Flow-Through Lipid Nanotube Arrays for Structure-Function Studies of Membrane Proteins by Solid State NMR
The proposed invention is a novel solid state NMR based technology that takes advantage of a recent finding that uses Anodic Aluminum Oxide (AAO) nano-porous filters to uniformly align membrane proteins in the NMR spectrometer. The technology is similar to SAR by NMR but is applicable to Membrane Proteins, a class of proteins that accounts for more than 60% of all current drug targets.
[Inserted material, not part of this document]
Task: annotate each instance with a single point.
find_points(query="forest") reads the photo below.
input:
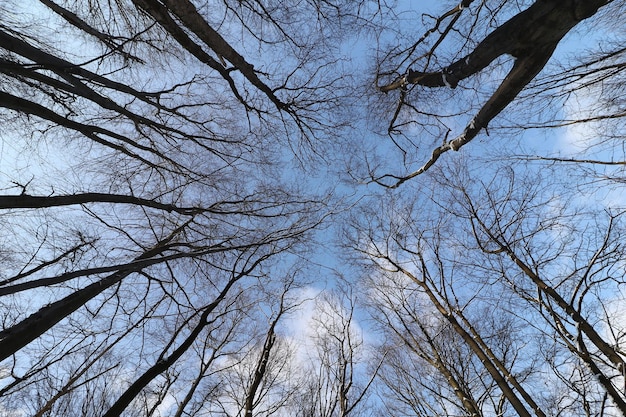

- This novel NMR approach can be applied to all membrane proteins with well-aligned membrane protein samples in bicelles or AAO filters
- This approach can be used for drug development for all infectious diseases, including Mycobacterium Tuberculosis
- This NMR technique can be used for target-based screening for membrane proteins
- Allow pharmaceutical research to identify which protein targets may respond to drugs and which targets are relevant to disease
The present invention describes a method for detection of ligand-cell membrane protein binding by solid state NMR spectroscopy. The method starts by forming a lipid bilayer inside nanopores of an anodic aluminum oxide (AAO) substrate containing a membrane protein sample. The AAO substrate is treated with multiple candidate ligands having potential binding affinity for the membrane protein. Solid-state NMR analysis is performed on the treated AAO/lipid preparation so as to generate an NMR spectrum for the treated membrane protein. The possible shift in solid-state NMR spectrums between treated and untreated membrane protein is indicative of protein binding by the candidate ligand.
This new way to undertake structure-function studies of proteins provides atomic-scale structural data with minimal perturbation to the system and allows the protein to be maintained in a functionally relevant conformational state. Ideally, it possibly will allow to observe detailed molecular structure while the protein progresses through conformational states associated with normal function.